But will your students be?
Teachers go to demos, and teachers loooooove to learn new languages. That’s why we’re language teachers. We get excited by the grammar patterns, the new sounds, even (let’s face it!) the geekery — everything. And presenters love to do demos because (frankly, speaking as a presenter) they’re a lot easier than actually teaching students. No management problems. No missing students. Short and sweet and no accountability or testing.
So let’s say you went to a demo, and someone used Comprehensible Input to teach people with no previous experience in a language about some factual topic. Car repair, or the importance of changing batteries in smoke detectors every six months, or whatever. Something non-fictional and unrelated to the details of the actual people sitting in the room.
The teachers typically come out of that demo saying “Wow! I was amazed at how much language I got! I could read the whole paragraph about canal engineering after we talked about the dredging tools in Whoziwhatzian!” They don’t go into the lunch break speaking the language, because people don’t typically talk about canals during their leisure time. But they chalk it up as an exciting experience that they definitely want to bring back to their classrooms.
But let’s back up a second. How will beginning students react to the same experience? They have no language, and many of them aren’t specifically excited about having language. Some are there because it’s a required course. Some are there because the Other Language They Wanted was full, or they didn’t get selected, or whatever. Others are just having such a hard time with life in general that they’re distracted. No breakfast, or not sure where they’re going to sleep tonight, or dysfunctional family dynamics, or no family at all.
How excited are those students going to be about being able to read a paragraph? Not about what’s in that paragraph, just about being Able To Read It?
In Chinese (since characters are seen as “cool”) — maybe. There’s some wow-factor going no matter what people read. But in an alphabetic language — not so much.
TPRS (the first really practical pre-college level widely-used form of CI language teaching) specifically focuses on the students for a good reason. That is a topic that never fails. It’s very unusual to find a person who’s not interested in themselves. It is, however, not very hard to find a person — especially one who’s between the ages of, say, 5 and 18 — who’s not especially interested in the capitals of Spanish-speaking countries, or the nutritional pyramid, or whatever.
So there are two questions operating here. Is it possible to teach “content” using CI with beginners? Yeah, you can do it. You can make any language comprehensible if you know how to do it, and it’s not rocket science.
The second question goes to why many teachers “try and fail” with CI, or decide they must “mix” with traditional methods. And that question is this: is it desirable to teach “content” using CI with beginners?
I don’t think it is.
Maybe occasionally. Maybe just a bit later in the course of things, when they already have some language and are able to use what they have talking about topics near and dear to them (each other, things they’re interested in, and so on).
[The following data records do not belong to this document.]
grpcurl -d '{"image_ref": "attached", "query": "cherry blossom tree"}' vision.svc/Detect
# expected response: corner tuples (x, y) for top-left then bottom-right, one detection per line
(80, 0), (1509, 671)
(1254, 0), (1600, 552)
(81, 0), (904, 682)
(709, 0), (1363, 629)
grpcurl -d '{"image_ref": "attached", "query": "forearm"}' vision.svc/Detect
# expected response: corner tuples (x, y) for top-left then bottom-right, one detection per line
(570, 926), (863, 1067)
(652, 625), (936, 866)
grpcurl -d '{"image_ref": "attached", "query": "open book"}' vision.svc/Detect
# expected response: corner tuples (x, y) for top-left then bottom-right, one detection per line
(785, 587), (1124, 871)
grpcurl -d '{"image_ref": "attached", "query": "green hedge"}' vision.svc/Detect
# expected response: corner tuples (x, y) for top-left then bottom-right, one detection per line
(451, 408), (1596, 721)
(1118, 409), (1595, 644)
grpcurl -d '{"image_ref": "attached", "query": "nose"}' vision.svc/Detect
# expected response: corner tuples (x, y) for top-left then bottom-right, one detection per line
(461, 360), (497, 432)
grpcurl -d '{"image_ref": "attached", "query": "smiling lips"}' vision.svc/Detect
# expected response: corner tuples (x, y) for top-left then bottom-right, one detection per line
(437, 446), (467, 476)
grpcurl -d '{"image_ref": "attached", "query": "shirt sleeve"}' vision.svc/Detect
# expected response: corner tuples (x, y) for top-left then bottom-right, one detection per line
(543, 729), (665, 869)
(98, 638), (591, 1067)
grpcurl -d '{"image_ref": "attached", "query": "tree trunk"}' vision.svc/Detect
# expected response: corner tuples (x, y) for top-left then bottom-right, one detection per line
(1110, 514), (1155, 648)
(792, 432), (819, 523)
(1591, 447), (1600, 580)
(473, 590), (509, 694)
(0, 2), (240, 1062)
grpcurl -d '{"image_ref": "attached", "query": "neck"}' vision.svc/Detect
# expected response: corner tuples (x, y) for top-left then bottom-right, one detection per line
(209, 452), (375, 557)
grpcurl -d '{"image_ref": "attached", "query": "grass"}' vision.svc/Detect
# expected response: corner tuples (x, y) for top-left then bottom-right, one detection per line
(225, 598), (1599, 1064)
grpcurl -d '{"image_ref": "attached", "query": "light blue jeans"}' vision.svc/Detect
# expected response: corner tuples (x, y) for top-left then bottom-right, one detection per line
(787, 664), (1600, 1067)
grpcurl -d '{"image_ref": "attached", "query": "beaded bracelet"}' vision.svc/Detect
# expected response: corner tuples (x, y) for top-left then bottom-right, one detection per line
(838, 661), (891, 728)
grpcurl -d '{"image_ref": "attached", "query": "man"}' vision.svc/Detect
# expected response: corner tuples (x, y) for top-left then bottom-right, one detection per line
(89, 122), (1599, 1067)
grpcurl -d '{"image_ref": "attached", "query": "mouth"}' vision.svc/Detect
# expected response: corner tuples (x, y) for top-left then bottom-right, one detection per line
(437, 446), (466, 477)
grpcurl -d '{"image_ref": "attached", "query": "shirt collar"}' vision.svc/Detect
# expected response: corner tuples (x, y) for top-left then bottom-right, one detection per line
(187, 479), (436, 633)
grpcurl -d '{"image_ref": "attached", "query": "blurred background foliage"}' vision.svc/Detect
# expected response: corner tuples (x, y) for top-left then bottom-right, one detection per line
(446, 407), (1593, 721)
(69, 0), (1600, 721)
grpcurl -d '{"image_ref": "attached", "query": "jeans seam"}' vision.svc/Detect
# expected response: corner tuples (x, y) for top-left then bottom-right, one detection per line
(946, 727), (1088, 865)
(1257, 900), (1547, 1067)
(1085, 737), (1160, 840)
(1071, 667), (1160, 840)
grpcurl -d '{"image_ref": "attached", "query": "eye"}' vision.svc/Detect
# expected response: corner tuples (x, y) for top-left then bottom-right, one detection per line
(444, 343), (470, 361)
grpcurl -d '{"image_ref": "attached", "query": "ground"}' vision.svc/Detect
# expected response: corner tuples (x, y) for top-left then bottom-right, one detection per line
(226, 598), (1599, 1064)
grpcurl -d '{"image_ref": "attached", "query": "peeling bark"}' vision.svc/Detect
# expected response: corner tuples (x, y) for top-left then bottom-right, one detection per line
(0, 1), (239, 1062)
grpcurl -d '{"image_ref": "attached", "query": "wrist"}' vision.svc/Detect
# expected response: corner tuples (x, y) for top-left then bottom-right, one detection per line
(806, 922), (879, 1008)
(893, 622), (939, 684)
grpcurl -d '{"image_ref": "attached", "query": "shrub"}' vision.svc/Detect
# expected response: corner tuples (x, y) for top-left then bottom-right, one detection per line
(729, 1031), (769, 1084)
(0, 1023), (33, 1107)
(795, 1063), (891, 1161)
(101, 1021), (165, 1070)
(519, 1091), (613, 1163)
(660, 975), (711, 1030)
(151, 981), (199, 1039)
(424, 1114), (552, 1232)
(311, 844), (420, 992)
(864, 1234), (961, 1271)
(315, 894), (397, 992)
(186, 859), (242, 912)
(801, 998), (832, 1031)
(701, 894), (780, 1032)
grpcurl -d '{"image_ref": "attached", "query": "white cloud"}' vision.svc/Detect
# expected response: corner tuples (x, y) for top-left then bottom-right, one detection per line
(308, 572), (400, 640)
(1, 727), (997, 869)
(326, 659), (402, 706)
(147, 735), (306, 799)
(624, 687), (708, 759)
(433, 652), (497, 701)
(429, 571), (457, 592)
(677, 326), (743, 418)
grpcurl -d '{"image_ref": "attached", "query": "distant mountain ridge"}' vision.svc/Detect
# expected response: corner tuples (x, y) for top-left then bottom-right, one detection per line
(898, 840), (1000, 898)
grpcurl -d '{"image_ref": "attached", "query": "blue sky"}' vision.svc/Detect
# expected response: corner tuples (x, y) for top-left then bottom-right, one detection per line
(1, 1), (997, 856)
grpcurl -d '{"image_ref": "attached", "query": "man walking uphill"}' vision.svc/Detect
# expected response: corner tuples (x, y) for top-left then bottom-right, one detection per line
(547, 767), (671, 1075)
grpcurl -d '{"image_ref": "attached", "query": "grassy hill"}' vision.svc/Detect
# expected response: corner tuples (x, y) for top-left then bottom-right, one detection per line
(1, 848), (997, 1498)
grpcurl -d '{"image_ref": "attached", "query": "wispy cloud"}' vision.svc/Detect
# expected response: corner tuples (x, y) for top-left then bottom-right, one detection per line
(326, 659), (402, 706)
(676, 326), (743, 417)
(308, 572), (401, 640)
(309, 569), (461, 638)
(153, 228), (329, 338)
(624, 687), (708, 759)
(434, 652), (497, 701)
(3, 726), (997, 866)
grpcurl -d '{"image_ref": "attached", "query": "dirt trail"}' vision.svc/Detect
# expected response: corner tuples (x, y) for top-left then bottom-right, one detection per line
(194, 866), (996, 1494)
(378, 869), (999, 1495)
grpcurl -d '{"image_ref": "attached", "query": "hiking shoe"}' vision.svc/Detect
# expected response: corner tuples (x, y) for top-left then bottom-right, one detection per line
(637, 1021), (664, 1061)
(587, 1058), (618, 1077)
Even the ACTFL standards repeatedly mention “familiar topics” as the scope of language for various levels of proficiency below the very top of the pyramid. But not from zero, and not exclusively for beginners, as some people are promoting. There’s no shame in using topics that “hook” students to get them to acquire language.
Rigor is great in the classroom. But not for acquisition. And rigor certainly shouldn’t be followed by “mortis” when we’re talking about student engagement and interest. Not just the “good” students, but ALL the students.